Lanzada semanas atrás, el arranque sí que es promisorio: ya enlista a razón de 4700 obras de 770 compositoras de decenas de países. Apenas el comienzo, a decir de la organización, que permite rastrear en su web por nombre de la artista, por era, por tipo de obra, por nacionalidad… Haciendo fácil la tarea para cualquier almita melómana que quiera zambullirse en la búsqueda y, curioseando, dé con inesperadas pepitas de oro dentro de este vasto catálogo. Catálogo donde conviven armónicamente desde la florentina Francesca Caccini, autora de La liberazione di Ruggiero dall’isola d’Alcina en 1625, primera ópera compuesta por una mujer; hasta la joven Camille Pépin, que a comienzos de este año y con apenas 29 pirulos ganase el prestigioso Victoires de la Musique Classique por su concerto para cello y clarinete The Sound of Trees, pieza que creó para l’Orchestre de Picarie.

“No se trata de reescribir la historia sino de enriquecer un repertorio esencialmente masculino. Estos trabajos tienen verdadero valor artístico”, se planta Bodin, pletórica y, a la vez, abrumada “por la cantidad de partituras que nos quedan aún por procesar”. “Que sean tantas es, a todas las luces, una excelente noticia”, destaca con tangible entusiasmo. Viendo que todo va miel sobre hojuelas, de hecho, tiene previsto subir en breve unas 4 mil obras más y así seguir nutriendo este extenso registro, gratuito y en línea, para quien guste pispiar. Detalla, por caso, que a partir del 1 de octubre su equipo de especialistas en musicología sumará las composiciones medievales de santa Hildegard von Bingen (1098-1179), mística del siglo XII que, no conforme con escribir sus teofanías, redactar miles de recetas terapéuticas en tratados de medicina e historia natural, intercambiar misivas con reyes y papas, dirigir órdenes religiosas -donde sus monjitas podían emperifollarse con flores, hacer ejercicio y empinar el codo con cerveza artesanal, cabe mencionar-, también fue autora de más de 70 obras musicales, entre sinfonías, himnos, antífonas…

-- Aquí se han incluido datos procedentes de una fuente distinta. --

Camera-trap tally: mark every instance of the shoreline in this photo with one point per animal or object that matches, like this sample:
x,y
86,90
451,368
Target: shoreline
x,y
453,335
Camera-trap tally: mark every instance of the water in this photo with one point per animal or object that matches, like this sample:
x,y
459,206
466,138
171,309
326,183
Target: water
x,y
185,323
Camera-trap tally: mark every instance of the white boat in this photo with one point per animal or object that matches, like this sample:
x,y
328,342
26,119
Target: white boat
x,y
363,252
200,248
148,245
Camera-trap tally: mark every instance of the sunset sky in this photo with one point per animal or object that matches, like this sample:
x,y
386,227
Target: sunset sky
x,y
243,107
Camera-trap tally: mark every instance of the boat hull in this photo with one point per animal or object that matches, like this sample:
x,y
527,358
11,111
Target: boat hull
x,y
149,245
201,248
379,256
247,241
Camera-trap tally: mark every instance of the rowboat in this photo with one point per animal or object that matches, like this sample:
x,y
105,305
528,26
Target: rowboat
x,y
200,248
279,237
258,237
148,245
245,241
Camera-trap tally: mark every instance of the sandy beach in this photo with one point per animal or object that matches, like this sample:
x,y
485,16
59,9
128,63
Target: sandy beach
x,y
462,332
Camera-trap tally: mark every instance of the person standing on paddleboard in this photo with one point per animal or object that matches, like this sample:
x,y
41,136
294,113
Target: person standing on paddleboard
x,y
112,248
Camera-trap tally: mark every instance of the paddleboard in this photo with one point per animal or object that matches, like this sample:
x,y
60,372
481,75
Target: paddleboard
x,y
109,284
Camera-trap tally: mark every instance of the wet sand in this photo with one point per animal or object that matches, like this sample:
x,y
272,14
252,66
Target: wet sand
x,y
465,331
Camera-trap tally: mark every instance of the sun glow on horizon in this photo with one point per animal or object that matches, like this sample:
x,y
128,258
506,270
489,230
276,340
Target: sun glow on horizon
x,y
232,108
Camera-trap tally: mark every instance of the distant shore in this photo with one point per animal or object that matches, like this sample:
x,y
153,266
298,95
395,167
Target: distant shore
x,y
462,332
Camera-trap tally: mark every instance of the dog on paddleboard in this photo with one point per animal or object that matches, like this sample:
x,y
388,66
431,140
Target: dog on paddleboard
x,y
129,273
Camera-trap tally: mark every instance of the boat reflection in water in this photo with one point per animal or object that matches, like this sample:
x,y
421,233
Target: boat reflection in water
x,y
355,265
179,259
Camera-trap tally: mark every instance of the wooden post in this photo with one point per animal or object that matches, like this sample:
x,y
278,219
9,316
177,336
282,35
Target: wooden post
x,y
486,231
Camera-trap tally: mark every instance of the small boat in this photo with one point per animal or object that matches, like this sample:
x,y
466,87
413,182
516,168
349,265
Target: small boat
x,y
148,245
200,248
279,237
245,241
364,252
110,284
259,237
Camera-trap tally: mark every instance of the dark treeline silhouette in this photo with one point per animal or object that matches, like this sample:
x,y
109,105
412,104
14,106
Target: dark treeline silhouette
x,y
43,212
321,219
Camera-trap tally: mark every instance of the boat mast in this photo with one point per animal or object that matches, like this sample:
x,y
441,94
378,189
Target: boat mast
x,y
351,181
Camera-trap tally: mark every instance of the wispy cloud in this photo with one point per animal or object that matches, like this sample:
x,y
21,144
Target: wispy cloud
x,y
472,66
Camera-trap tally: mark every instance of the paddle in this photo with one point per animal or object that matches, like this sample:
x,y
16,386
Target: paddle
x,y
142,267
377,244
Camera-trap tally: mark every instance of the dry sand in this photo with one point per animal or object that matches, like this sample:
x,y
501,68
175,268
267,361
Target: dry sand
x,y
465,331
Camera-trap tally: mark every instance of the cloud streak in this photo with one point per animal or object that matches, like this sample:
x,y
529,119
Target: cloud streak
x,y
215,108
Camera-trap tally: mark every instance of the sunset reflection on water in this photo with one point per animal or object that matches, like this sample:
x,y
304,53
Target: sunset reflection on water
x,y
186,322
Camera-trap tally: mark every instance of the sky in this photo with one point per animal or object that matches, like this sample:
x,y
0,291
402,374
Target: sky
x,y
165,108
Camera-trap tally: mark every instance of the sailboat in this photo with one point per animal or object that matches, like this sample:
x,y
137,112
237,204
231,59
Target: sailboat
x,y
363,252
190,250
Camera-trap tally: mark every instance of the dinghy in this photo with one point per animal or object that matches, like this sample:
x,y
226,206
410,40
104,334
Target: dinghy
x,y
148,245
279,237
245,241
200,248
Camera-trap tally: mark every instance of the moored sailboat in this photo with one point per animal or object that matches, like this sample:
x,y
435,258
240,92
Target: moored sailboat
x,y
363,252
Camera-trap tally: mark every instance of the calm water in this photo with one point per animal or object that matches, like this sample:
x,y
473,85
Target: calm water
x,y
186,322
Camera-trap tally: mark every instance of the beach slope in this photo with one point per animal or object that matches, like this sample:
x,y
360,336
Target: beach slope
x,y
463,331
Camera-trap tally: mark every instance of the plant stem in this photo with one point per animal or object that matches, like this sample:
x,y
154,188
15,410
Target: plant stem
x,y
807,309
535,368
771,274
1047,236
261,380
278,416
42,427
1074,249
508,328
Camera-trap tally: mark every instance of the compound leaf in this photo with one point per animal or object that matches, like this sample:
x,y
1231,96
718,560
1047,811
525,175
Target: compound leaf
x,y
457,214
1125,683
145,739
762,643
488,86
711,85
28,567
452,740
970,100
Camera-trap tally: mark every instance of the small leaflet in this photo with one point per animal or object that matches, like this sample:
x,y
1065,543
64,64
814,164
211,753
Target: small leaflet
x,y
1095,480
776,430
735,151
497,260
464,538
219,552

Demandez à Clara tiene la suerte de cara, a juzgar por el interés que ha suscitado en Francia y aledaños, donde le llueven loas por poner el foco en mujeres de ayer y hoy que han empuñado la batuta, animándose a moverse por el pentagrama aún con ráfagas y ráfagas de viento en contra. “No hay más excusas posibles, aquí hay suficiente material para alimentar futuros programas de conciertos de artistas amateurs y profesionales, ¡pero también para estudiantes de escuelas de música y conservatorios!”, el enfático comentario de cierta prensa gala. Y es que, como señalaba el medio brit The Guardian algún tiempo atrás, “a pesar de ciertos esfuerzos individuales y del florecimiento de la musicología feminista desde la década del 80, uno podría -sin demasiada dificultad- pasarse la vida de concierto a concierto sin escuchar jamás una sola nota escrita por una mujer. Las instituciones de la música clásica tienen poco interés en romper el canon, sostenido en la idea del genio blanco masculino, cuidadosamente protegido y transmitido de generación en generación”.

El comentario venía a cuento de la salida de Sounds and Sweet Airs, de 2016, de la escritora e historiadora del arte londinense Anna Beer. Partiendo de estudios pioneros como el de Marcia Citron o el de Pilar Ramos López, de trabajos como la International Encyclopedia of Women Composers (1981), Beer perfilaba en su libro vida y obra de distintas compositoras de Europa occidental a lo largo de cuatro siglos; entre ellas, la prolífica veneciana Barbara Strozzi, de quien recomendaba entusiastamente la cantanta Che si può fare, de 1664. O la inglesa Elizabeth Maconchy, muerta en 1994, de quien destacaba su asombrosa colección de 13 cuartetos de cuerda. Algunas de las tantas mujeres que, a su decir, crearon piezas “aún cuando la sociedad les negasen o dificultase el acceso a distintos ámbitos, fuera el teatro o la universidad, fuera el podio de dirección o las editoriales de partituras, fuera la iglesia, la corte o el conservatorio”. “¡Que se escuche a Caccini y a Mozart, a Fanny Hensel y a Beethoven, a Maconchy y a Shostakovich!”, su arenga final.